But I agree with Duck that there are definite limits to my duty to help keep national crime statistics down (to impress the UN?), especially as David's research hides the concentration of violent crime in urban cores and aboriginal communities. But guns are a big problem for domestic violence and I'm still waiting to meet my first pro-gun woman.

June 21, 2006 2:18 AM  
Blogger Duck said...

The point about the auto statistics is to show that autos are far more dangerous than guns, and that auto deaths can be managed downward by more restrictive driving laws, but most nations don't impose those restrictions with anywhere near the vigor that they impose gun restrictions. Hypocrisy, no?

The suicide question is an interesting one. The main point I would draw from it for countries like France and Denmark is that they have a much bigger problem with suicide than they have with murder, and they should probably work on discovering ways to lower that rate with much more vigor than they apply to being the most peaceful society on the planet.

Is there a connection? Maybe in a highly indirect, circular fasion. To broadly generalize, high suicide rates would correlate with social conditions that make it difficult for people to find meaning in their lives. Socialist, statist societies take personal control over life events away from individuals and give them to the state bureacracy to manage. Decisions like personal protection, or employment.

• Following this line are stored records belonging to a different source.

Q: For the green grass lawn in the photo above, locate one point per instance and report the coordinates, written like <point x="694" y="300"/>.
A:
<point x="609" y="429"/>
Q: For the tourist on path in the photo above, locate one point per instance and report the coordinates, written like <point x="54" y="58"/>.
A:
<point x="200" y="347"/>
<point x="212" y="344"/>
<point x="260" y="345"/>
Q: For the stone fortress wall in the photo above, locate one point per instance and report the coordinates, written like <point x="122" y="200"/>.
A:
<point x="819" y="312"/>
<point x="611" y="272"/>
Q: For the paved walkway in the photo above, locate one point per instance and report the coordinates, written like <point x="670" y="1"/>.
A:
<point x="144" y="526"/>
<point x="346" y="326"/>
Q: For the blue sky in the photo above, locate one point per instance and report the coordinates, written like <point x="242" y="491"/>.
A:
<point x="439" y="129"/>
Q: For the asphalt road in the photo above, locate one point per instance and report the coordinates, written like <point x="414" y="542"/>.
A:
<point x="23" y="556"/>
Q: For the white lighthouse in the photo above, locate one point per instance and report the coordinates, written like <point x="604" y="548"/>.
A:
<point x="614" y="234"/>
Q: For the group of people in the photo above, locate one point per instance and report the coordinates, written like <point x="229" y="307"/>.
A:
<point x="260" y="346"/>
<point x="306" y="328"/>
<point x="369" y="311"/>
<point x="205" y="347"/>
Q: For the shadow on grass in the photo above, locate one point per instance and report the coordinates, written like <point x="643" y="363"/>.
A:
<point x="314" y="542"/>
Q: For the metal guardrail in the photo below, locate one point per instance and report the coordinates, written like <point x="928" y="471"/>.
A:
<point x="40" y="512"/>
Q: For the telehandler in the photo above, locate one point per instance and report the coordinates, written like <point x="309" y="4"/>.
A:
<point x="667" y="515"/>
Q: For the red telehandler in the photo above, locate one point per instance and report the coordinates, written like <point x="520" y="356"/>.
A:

The state says "don't plan for your own safety, or for your economic security, because we will provide these things for you".

Now, much as you may think that the American attitude toward self-reliance in home protection is a delusion (I'm not conceding the point), it gives a sense of self-empowerment. A sense of control over one's destiny is a pretty basic prerequisite for establishing a sense of meaning in your life.

It's not just this issue alone, but the whole spectrum of decisions that impact your life. You add up all the ways in which a socialist state deprives individuals of these basic decisions of self determination, and you can see how a citizen of a nanny state might lose a sense of meaning in his life.

June 21, 2006 7:30 AM  
Blogger Brit said...


I can't help thinking that Harry's right and you're a bit blinded by love in this one.

On the auto point: first, guns are quite useful I suppose, but you can't take the kids to school in one and fill it up with groceries on the way home.

Second, I've don't know if France has less restricted driving laws than the US - I don't think there's much in it. More likely they just break the laws they do have. But by your reasoning the slack left by harsher driving laws would anyway be taken up by depressed frogs topping themselves because of their lack of self-empowerment.

Talking of which, that argument rings true but is edging towards a Freudian angle which doesn't speak well of American masculine insecurity: I've got a big pistol and I don't fire blanks!

Anyway, it's a myth that America has more freedoms than anywhere else. Sure, you can pack a popgun in your pants, but you can't put a few quid on a horse race, and no 18-year old can neck a pint of absinthe... it's no wonder you all go round shooting each other.

June 21, 2006 7:48 AM  
Blogger joe shropshire said...

it's no wonder you all go round shooting each other.

Not so much each other, but we are ever on the lookout for foreigners. Particularly ones with funny accents...quite the stout-hearted crew you have here, Duck. If you ever get out to Colorado Springs, look me up, we'll go out to Dragon Man's shooting range. He's a Class III dealer, so you can indulge your filthy irrational perverted passions at 500 rounds per minute. Beer afterwards is on me, ammunition you're on your own.

June 21, 2006 2:30 PM  
Blogger Duck said...


Now that sounds like a deal! Maybe we can hold an upcoing Ducktoberfest there.

If you're gonna get Freudian, I'll have to invoke the "He who smelt it" rule and say that the guy who brings up a phallic allusion first has the complex. You must be suffering from a bad case of pistol envy.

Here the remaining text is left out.